Ореховое масло было непременным компонентом хорошего салата, и Жасмин подумала, что, наслаждаясь в прошлом превосходными блюдами, она даже не задумывалась об участи тех, кто производит масло. Но эта сторона жизни поместья ее не касалась. Она распоряжалась замком и садами, в которых предстояло проделать до начала весны большую работу.

Письмо с приглашением Жасмин так и не доставили. Сначала она объяснила себе эту задержку всеобщей суматохой, связанной с подготовкой к празднику, ибо в те дни привычный ход жизни в замке нарушился. Она прождала три дня, а затем обратилась к секретарю мужа.

— Мсье Дюпон, почему письмо, адресованное мне, не было доставлено вовремя, а точнее сказать, я его совсем не получила?

Секретарь, почувствовав себя неловко, поежился под колючим, неприязненным взглядом герцогини. Это был тихий и застенчивый человек с бледным, отдающим болезненной желтизной лицом и впалой грудью; он знал свое место и обладал прекрасным почерком. Не в пример местной прислуге, он не питал к Жасмин никаких враждебных чувств, но на первом месте для него была преданность герцогу.
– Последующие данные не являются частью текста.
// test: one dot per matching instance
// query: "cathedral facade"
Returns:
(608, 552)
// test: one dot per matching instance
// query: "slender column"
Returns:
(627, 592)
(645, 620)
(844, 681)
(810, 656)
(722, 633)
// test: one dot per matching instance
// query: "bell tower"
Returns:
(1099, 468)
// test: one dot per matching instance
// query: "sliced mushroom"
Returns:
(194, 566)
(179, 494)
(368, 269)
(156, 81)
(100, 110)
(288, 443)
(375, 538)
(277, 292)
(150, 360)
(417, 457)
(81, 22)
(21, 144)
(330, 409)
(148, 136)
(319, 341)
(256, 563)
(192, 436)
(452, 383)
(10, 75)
Он с радостью согласился переехать вместе с герцогом в деревню в надежде, что свежий сельский воздух поможет ему избавиться от мучившего его кашля, который временами становился совсем невыносимым.

— Герцог приказал мне ответить отказом на адресованное вам приглашение, мадам, — с явным смущением проговорил, наконец, секретарь. — Я не знал, что это письмо уже прошло через ваши руки.

— А что стало с другими моими письмами, мсье Дюпон?

Секретарь побледнел и, вздрогнув, тихо произнес:

— Всю корреспонденцию доставляют сразу же к вашему мужу, мадам.

— Я безотлагательно поговорю с ним на этот счет, но в будущем все письма, адресованные мне лично, должны поступать только мне в руки. Это приказ.

Сабатин выслушал ее в библиотеке, повернувшись спиной и уставившись в окно с непроницаемым выражением лица. В эти дни он редко бывал трезвым, начиная обычно с шампанского за завтраком, которое выполняло роль бальзама для его душевных ран, создавая иллюзию присутствия в Версале. Жасмин вежливо попросила отдать ей те письма, которые он хранил у себя. Она не хотела раздражать Сабатина сверх меры и тогда совсем потерять какую-либо возможность получить то, что по праву принадлежало ей.

— Это моя собственность, и мне не понятны причины, по которым вы захотели скрыть эти письма, если, конечно, главной вашей целью не является усугубление того наказания, которому вы меня подвергаете, ошибочно возлагая на меня ответственность за события, к которым я не имею ни малейшего отношения. Давайте покончим с этим раз и навсегда. Проявите же ко мне милосердие и дайте узнать, жив мой дорогой отец или умер… — Ее голос вдруг сорвался, и бессознательным жестом Жасмин в порыве отчаяния простерла к мужу руки.